Although discontinuation of HAART typically leads to a rapid rebound of HIV load within weeks, in the "Berlin Patient," no active, replicating HIV could be detected 20 months after HAART had been discontinued. This observation is remarkable because CCR5 Delta32 is associated with high but not complete resistance to HIV. Incomplete resistance can be explained by the behavior of non-CCR5-tropic HIV variants, such as CXCR4-tropic HIV strains (X4), which are able to use CXCR4 as a coreceptor. The switch occurs in the natural course of infection, and the proportion of X4 strains increases with ongoing HAART. Nevertheless, alhough the patient had non-CCR5-tropic X4 variants and HAART was discontinued for more than 20 months, HIV virus could not be detected in peripheral blood, or various HIV reservoirs such as bone marrow or rectal mucosa. Therefore, the "Berlin Patient" will not require HAART for as long as the viral load continues to be undetectable. The researchers' findings underscore the central role of the CCR5 receptor during HIV infection and disease progression, and serve as a novel therapeutic approach by which to hopefully eradicate HIV from the body -- by engineering the body a new immune system.

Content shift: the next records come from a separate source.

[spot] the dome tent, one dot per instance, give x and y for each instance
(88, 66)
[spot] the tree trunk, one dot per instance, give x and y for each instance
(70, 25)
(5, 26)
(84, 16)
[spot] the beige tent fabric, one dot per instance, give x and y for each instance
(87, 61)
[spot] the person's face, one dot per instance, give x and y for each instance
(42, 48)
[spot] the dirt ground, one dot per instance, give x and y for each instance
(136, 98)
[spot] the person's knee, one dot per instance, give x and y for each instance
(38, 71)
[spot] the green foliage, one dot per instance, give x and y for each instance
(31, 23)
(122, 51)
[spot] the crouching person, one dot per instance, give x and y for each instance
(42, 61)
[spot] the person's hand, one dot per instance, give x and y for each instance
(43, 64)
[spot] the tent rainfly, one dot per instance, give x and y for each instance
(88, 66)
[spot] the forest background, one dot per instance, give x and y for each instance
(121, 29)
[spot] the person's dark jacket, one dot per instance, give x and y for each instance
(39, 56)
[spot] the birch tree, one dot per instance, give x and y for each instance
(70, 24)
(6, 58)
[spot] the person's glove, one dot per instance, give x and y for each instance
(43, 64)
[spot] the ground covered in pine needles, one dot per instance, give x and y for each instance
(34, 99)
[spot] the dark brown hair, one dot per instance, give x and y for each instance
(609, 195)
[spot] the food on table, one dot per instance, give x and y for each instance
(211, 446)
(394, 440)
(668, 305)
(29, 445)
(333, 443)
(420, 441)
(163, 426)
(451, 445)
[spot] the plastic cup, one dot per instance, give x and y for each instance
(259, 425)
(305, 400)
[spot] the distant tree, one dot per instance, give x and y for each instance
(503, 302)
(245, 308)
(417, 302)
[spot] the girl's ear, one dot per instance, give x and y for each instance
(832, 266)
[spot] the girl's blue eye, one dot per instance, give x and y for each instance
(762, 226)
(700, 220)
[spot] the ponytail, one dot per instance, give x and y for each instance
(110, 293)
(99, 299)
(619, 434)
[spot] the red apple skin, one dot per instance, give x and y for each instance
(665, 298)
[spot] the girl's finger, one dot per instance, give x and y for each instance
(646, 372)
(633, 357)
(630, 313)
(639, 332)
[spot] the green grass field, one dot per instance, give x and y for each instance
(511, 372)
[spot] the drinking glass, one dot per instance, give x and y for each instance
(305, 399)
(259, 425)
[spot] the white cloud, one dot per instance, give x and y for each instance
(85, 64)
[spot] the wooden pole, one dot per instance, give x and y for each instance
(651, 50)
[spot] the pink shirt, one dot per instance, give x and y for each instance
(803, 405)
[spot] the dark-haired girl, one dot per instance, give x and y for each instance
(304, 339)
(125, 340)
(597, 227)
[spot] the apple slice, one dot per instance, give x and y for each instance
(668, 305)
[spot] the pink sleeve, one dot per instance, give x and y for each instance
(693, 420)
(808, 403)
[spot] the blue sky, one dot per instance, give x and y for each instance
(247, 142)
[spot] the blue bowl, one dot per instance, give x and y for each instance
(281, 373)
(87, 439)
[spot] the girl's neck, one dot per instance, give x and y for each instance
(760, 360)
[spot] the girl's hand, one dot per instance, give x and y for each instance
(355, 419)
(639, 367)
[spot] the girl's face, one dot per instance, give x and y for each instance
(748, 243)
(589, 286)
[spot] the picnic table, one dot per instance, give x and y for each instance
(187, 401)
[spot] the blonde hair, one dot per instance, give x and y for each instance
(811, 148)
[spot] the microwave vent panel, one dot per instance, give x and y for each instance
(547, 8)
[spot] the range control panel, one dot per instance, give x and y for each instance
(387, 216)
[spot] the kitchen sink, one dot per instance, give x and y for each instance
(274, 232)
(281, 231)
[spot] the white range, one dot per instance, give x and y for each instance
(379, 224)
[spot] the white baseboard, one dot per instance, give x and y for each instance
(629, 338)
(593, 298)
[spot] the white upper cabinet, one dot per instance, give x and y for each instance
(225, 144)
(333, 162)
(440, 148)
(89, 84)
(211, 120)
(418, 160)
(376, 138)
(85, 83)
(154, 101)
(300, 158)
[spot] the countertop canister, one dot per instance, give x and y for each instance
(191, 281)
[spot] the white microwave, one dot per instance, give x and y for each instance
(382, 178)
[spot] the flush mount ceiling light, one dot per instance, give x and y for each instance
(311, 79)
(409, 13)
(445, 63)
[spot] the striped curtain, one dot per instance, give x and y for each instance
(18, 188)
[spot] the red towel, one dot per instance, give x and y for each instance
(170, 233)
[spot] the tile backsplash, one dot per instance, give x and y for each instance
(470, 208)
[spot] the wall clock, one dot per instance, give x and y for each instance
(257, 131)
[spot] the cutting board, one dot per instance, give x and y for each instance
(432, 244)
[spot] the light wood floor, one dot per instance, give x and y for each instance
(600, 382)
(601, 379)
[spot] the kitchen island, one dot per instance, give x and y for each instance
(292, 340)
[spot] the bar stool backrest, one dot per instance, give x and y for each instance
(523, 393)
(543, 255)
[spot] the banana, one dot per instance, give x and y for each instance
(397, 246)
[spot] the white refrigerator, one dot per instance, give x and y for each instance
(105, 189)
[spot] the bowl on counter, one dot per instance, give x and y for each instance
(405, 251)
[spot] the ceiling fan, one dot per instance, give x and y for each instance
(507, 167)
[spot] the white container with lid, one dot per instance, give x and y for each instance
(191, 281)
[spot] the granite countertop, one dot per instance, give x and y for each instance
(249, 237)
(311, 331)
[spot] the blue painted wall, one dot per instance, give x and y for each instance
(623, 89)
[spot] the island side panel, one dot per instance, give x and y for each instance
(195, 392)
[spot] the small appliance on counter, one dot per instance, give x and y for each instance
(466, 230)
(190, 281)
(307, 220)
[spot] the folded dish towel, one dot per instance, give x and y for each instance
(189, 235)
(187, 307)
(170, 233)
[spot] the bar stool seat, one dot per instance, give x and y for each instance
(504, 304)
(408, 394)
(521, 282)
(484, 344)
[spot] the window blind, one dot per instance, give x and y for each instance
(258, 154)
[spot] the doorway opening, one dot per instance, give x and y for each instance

Following this study, another study was published that utilized stem cell transplantation as a modality to eradicate HIV from two patients. Two HIV-infected men are showing no traces of HIV in their blood after going through stem cell transplants similar to the one the "Berlin Patient" received, according to a study presented at the XIX International AIDS Conference by Daniel Kuritzkes, M.D., from Brigham and Women's Hospital in Boston. Both patients underwent stem cell transplantation for treatment of lymphoma after being on HAART for about four years. The first patient was born with HIV and started HAART three to four years before the transplant, while the second acquired HIV through sex in the 1980s and started HAART in 2003 before receiving a transplant in 2007.
Prior to the transplants, both men had undetectable viral loads, but still had HIV in hidden reservoirs. In contrast to the "Berlin Patient", they received a milder form of chemotherapy just before their transplants and were able to stay on HIV treatment throughout the transplant process. While the "Berlin Patient's" donor cells lacked the key CCR5 receptor, the two men received donor cells that did have the CCR5 receptor and were fully susceptible to HIV. However, because they were able to remain on HAART during the transplant period, the donor cells were not infected with HIV.
"We believe that continual administration of effective ART protected the donor cells from becoming HIV infected as those donor cells eliminated and replaced the patients' own immune cells, effectively clearing the virus from the patients' blood lymphocytes," Dr. Kuritzkes said.
One of the men has been followed for two years and the other for three and a half years. While both are still on HIV treatment, neither shows traces of HIV in their blood plasma and purified CD4+ T cells. They are also showing a significant decline in HIV antibodies, suggesting a lack of HIV replication.
In conclusion, stem cell transplantation approaches to HIV therapy hold great promise for future curative interventions in HIV patients. Replacing lifelong HAART by a once-in-a-lifetime treatment would have numerous benefits for patients and the health care system.